Foreste, unico antidoto al Co2. Salviamole
Qualche anno fa si pensava che il
riscaldamento globale comportasse solo l’aumento delle temperature, la
fusione dei ghiaccai polari e il conseguente innalzamento del livello
dei mari sul lungo periodo. Soprattutto, mai si immaginava che saremmo
arrivati alla drammatica realtà del momento, con una previsione di
surriscaldamento del pianeta superiore ai 4° C attuali. Per evitare
catastrofi irreversibili per la società umana, tutti i Paesi riuniti a
dicembre al Cop21 di Parigi si sono trovati d’accordo sulla necessità di
attuare misure correttive per ridurre le emissioni dei gas a effetto
serra e poter contenere il rialzo termico di 2 °, entro il 2020.

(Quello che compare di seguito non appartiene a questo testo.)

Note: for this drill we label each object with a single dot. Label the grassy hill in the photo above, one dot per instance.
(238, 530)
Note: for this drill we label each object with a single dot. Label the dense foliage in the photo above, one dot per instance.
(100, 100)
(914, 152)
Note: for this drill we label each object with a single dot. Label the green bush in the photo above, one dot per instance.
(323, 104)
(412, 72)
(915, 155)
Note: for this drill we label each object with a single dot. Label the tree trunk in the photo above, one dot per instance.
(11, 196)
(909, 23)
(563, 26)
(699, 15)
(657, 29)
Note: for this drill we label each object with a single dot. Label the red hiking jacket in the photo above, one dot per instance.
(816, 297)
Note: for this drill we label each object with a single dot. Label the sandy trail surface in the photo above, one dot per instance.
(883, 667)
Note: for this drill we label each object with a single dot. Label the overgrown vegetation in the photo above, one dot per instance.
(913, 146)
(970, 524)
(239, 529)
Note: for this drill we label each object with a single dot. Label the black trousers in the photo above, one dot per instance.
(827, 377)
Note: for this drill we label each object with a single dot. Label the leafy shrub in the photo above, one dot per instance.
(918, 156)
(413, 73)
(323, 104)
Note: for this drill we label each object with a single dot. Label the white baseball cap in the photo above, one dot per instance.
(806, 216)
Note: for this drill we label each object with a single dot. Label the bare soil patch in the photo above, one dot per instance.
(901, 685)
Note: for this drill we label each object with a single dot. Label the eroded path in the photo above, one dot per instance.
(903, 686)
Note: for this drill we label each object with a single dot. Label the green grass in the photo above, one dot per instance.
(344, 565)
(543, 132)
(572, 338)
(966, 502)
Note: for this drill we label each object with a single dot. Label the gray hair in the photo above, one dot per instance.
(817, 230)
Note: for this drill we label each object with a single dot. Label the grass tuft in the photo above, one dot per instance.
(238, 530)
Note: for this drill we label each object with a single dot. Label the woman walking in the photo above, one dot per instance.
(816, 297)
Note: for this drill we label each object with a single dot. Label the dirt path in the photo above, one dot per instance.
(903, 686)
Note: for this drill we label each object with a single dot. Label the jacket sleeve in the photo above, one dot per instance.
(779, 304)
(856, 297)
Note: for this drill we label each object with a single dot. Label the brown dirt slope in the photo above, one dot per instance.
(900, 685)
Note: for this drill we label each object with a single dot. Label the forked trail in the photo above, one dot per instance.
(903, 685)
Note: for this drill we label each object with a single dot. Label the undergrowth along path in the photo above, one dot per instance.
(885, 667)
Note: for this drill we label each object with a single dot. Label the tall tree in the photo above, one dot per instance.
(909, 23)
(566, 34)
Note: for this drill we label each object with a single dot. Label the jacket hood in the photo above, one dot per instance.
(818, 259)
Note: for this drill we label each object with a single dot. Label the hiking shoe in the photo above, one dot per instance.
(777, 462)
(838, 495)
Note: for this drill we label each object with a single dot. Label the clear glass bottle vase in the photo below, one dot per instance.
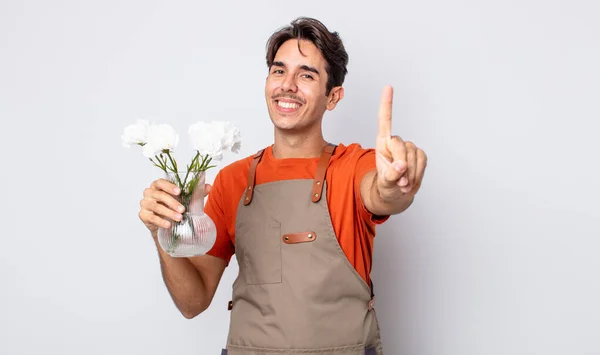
(196, 233)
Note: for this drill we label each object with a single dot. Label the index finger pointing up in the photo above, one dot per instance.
(385, 112)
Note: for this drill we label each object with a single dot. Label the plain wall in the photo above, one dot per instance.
(498, 255)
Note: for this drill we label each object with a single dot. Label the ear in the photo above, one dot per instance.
(336, 94)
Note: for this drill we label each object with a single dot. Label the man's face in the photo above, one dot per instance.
(296, 86)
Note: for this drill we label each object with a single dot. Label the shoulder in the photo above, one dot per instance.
(351, 153)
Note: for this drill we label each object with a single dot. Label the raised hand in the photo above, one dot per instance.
(400, 164)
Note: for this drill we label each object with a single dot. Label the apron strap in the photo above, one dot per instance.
(320, 174)
(251, 177)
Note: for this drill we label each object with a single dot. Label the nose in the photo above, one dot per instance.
(289, 84)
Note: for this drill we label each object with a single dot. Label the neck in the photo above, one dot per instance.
(298, 145)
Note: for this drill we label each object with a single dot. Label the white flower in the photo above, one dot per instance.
(135, 133)
(231, 139)
(160, 137)
(214, 138)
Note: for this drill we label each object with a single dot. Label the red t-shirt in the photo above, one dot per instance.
(353, 224)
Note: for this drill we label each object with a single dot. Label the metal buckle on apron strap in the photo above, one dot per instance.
(372, 303)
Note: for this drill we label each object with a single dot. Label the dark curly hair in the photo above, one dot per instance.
(329, 44)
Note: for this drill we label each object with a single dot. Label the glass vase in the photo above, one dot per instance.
(196, 233)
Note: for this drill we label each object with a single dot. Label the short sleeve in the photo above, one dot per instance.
(215, 209)
(365, 164)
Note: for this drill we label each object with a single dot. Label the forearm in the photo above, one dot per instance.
(184, 282)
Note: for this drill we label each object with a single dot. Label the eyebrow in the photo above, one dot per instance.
(303, 67)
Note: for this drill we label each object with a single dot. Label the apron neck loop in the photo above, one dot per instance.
(321, 169)
(251, 177)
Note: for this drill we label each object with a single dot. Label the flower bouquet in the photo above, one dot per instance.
(196, 233)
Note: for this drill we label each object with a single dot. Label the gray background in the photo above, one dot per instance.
(496, 256)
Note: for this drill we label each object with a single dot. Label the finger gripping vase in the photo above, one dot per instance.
(196, 233)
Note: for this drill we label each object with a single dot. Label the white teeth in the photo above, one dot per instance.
(287, 104)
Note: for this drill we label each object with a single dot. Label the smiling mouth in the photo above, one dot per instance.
(287, 105)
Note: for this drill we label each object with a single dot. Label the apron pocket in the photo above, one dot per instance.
(262, 260)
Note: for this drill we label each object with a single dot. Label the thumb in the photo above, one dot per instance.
(392, 171)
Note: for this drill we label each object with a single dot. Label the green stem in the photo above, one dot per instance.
(190, 168)
(175, 169)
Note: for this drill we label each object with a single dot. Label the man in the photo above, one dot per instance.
(299, 215)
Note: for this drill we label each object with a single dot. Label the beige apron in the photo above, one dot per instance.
(296, 292)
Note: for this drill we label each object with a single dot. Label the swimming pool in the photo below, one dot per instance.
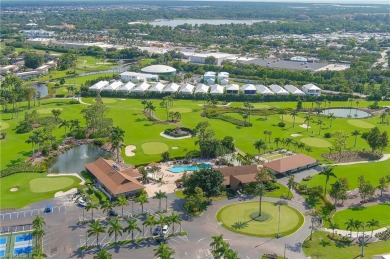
(22, 250)
(23, 238)
(179, 169)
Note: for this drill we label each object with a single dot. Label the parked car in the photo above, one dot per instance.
(157, 231)
(48, 209)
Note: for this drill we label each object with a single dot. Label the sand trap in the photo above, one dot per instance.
(129, 150)
(305, 126)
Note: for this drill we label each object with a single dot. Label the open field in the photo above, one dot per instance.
(237, 218)
(32, 187)
(323, 248)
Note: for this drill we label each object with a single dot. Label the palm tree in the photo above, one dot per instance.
(95, 229)
(161, 195)
(174, 218)
(294, 114)
(149, 221)
(328, 172)
(164, 251)
(142, 199)
(372, 223)
(91, 206)
(260, 191)
(355, 133)
(122, 201)
(103, 254)
(115, 228)
(331, 117)
(131, 226)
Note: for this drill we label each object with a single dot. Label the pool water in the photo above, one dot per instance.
(346, 113)
(179, 169)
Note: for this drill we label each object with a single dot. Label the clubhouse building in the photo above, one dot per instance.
(114, 180)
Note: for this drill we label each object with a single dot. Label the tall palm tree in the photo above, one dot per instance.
(131, 226)
(115, 228)
(328, 172)
(294, 114)
(355, 133)
(174, 218)
(260, 191)
(95, 229)
(91, 206)
(164, 251)
(372, 223)
(161, 195)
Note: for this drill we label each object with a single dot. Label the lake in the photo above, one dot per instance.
(176, 22)
(74, 159)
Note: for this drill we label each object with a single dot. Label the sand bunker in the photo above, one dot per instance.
(129, 150)
(305, 126)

Siamo ormai tutti consapevoli che
dobbiamo cambiare stile di vita per restituire alla future generazioni
un mondo più ospitale e non condannato al suicidio. Sappiamo, ad
esempio, che lo stress ambientale che incide sulla nostra salute rischia
di stravolgere definitivamente elementi come terra, acqua, aria e luce
solare – che sono considerati, fin dagli albori del pensiero scientifico
gli elementi fondamentali della vita sul nostro pianeta.
Foreste di tutti i tipi e di tutti i
continenti presentano, a seguito dei rilevamenti effettuati negli ultimi
anni, segni inequivocabili di trasformazione, in senso peggiorativo, di
colori, forme, strutture e composizione biologica. Il fenomeno,
normalmente conosciuto come “declino del bosco” o “forest novel
decline”, è noto e studiato da alcuni decenni; ma, al momento, la
scienza non è in grado di spiegarlo. Anzi, i ricercatori sono divisi
sull’interpretazione dei numerosi dati raccolti in molti Paesi. I pareri
relativi agli studi effettuati non trovano molti elenti d’accordo.

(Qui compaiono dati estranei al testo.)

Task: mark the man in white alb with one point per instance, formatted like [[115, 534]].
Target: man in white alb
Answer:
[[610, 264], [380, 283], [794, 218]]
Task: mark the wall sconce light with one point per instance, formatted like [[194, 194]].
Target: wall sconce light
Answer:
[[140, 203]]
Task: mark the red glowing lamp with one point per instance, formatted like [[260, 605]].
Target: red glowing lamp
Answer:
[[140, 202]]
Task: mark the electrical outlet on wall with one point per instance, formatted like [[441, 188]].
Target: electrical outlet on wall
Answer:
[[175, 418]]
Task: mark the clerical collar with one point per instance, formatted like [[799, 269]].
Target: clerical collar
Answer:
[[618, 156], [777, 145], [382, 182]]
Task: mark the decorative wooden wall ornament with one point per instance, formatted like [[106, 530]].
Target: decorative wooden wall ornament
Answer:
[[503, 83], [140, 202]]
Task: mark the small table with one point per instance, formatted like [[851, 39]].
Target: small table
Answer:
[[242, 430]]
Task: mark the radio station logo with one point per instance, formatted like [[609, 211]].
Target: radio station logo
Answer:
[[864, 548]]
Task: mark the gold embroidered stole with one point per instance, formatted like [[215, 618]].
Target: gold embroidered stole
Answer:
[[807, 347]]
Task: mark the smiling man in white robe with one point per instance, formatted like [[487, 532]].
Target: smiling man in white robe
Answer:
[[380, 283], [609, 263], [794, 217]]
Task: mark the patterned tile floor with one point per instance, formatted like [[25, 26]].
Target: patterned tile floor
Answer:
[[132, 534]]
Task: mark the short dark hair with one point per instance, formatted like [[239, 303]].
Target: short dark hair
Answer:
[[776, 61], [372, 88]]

Alcuni studiosi propendono per una spiegazione che coinvolge
colpevolmente e direttamente l’uomo e le sue attività inquinanti per
suolo, acqua e aria. Altri non condividono questa chiave di lettura e
considerano le prove raccolte l’ ‘evoluzione’, si fa per dire, degli
eventi naturali.
Il rapporto diretto causa-effetto tra
sintomi di declino dei vegetali simili a quelli osservati in natura e
agenti inquinanti è ampiamente dimostrato e accettato, usando materiale
vegetale selezionato e sensibile, sottoposto ad alte dosi di inquinanti.

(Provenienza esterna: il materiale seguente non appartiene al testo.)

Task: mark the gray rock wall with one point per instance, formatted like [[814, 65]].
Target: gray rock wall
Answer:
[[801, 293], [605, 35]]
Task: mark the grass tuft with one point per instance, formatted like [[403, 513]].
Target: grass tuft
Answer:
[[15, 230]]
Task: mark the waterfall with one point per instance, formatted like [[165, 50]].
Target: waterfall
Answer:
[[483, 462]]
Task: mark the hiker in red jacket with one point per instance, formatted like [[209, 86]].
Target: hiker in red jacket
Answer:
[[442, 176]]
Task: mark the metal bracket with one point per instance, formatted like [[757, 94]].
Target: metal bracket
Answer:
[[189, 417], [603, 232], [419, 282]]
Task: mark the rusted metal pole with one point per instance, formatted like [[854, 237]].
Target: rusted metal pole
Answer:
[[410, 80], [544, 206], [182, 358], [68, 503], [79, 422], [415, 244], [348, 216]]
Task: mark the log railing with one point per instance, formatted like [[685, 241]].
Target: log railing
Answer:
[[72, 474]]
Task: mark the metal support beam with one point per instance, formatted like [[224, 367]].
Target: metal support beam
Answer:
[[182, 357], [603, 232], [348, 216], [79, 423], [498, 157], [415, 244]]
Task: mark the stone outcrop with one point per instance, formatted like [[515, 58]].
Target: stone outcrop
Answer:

Sono altrettanto conosciuti e accettati gli effetti devastanti sugli
alberi di una fonte di inquinamento posta a ridosso di un bosco, ove
investito dalle sostanze da essa emesse. Il legame tra causa del declino
del bosco e agenti inquinanti è invece molto meno dimostrabile quando
l’inquinamento è generalizzato e la fonte di inquinamento è diffusa sul
territorio o è geograficamente lontana dal sistema forestale esaminato.
L’Europa ha predisposto un nuovo metodo,
il progetto Forger, per individuare nuovi strumenti utili a monitorare
la diversità genetica delle foreste. E’ infatti essenziale la protezione
della diversità genetica per garantire che le foreste europee
dispongano della flessibilità necessaria, in futuro, per adattarsi alle
condizioni ambientali e alle richieste della società di domani.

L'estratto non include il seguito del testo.